すべてはあの花のために⑦


 葵ちゃんは、それを言ってしまったらみんなに嫌われてしまうと思った。だから隠しておきたかった。
 信人さんの仕事も『あれ』に関する仕事で、葵ちゃんはそんな仕事から信人さんを解放したかった。そして、そんなものを作っている家にみんなを巻き込みたくなんてなかった。


「言っちゃえばいいと思うんですけどね、警察に。危ないと思ったら味方になってくれる、民間のヒーローじゃないですか警察は」


 しかしシントは顔色一つ変えず、そのまま何事もなかったかのようにコーヒーに口を付ける。


「(あーダメだ。この人、俺なんかよりも強いわ)」


 シントはトーマの言葉にビクともしなかった。


「(……だって俺は、葵ちゃんの言葉に、少なくとも声は出さなかったけど反応はしちゃったもんな)」


 あまりにも葵の言ってきたことが図星過ぎて、自分がわかっていなかった感情までわかってるように話す葵に、トーマは惚れたし、完敗を喫した。

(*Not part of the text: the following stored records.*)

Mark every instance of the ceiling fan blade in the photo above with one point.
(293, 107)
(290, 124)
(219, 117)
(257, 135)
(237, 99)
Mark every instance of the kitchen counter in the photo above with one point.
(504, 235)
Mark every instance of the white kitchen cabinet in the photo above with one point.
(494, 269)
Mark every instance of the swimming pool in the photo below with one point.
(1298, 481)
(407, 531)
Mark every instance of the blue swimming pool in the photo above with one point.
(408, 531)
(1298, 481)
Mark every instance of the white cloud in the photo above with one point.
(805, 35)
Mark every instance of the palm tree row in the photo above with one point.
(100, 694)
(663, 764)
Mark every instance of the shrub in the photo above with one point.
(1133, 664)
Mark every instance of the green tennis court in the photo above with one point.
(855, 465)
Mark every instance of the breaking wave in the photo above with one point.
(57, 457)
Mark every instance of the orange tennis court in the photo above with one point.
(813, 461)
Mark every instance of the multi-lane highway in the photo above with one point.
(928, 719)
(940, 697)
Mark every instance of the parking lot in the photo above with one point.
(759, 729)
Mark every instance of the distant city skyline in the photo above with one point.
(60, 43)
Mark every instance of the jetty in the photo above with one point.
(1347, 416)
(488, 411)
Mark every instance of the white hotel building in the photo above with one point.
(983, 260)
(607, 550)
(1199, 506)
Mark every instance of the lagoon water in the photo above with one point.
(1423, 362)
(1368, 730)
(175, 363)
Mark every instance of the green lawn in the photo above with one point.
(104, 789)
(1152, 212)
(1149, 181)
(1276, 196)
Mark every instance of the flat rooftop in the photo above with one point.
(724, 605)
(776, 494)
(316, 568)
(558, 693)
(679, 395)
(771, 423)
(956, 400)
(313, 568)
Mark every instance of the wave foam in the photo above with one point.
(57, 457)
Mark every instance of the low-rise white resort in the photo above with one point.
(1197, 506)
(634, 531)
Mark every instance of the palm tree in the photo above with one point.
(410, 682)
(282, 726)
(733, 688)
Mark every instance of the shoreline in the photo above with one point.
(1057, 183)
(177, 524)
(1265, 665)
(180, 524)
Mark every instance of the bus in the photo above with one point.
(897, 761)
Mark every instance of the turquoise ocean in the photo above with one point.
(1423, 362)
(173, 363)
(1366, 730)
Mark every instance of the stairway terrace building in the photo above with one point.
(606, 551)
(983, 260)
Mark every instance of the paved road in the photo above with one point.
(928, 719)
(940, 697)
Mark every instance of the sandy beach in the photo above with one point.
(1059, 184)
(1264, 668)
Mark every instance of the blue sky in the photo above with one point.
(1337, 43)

「(でも信人さん、ピクリともしなかった。俺の予想が合ってたのかさえわかんない。反応を見て確かめようと思ったのにっ……!)あー! 葵ちゃんに会いたい!!!!」


 ――ガンッ! とテーブルに頭をぶつけて、トーマは唸った。


「あーあーあー……」

「え。ちょ、トーマ? どうしたんだよ……」


 チカゼが声を掛けるが、首を左右に振るだけ。まるで『話しかけないで』と言っているようだった。


「……さてと、次の人は? 他に何かあるかな?」


 トーマなんて、まるで視界に入れてないシントが、みんなに声を掛ける。
 よくはわからなかったけれど、取り敢えずみんなの中で【トーマ<シント】の図が出来上がった。



「はい。それじゃあオレから」

「(……またか)」


 どうしてだろう。彼と話す時の、この嫌な感じは……。


「(……なんだか、彼とは話しちゃいけないような気がしてならない)」


 彼の思う通りに導かれてしまうような……掌の上で転がされているような。
 そこにあるとわかっている『ジョーカー』に。伸ばしたくなくても、手を伸ばすしかできなくて。


「(……なんだ。なんで彼は、全く変わらない)」


 みんなが反応しているのは確かだ。そのうちにはもちろん彼もいる。


「(でも、……変わらない(、、、、、)んだ。それが俺は少し……怖い)」


 でも断るわけにもいかないと思い、渋りながら「どうぞ」と答えた。


「では、あなたが『あそこ』で働くためにの契約書に書かれていたものを教えてください」


 ――ほら。そんな話一切していなかったというのに、そういうところを突いてくる。


「(確かに、俺がここを出てここへ帰ってくるまでの話の中って言ったよ? ……言ったけどさー)」


 ハッキリ言って、あの時の文章を、覚えていないことはない。というかそもそも、その契約文自体がおかしかった。
 何も言わないシントに、ヒナタは淡々と「言えませんか?」と聞いてくる。


「あー。……言えないこと、に。したいっ……!」


 シントはテーブルに突っ伏した。未だに俯せているトーマと仲良く並んで同じ恰好。


「何なのあれ。あー言いたくないー……」

「信人さん? どうしたんですか?」

「ちょっと。君魔王でしょう! 悪魔に負けてどうするの!」

「……いや、知りませんけど……」


 そんなやりとりをして、二人揃ってゆっくりと起き上がった。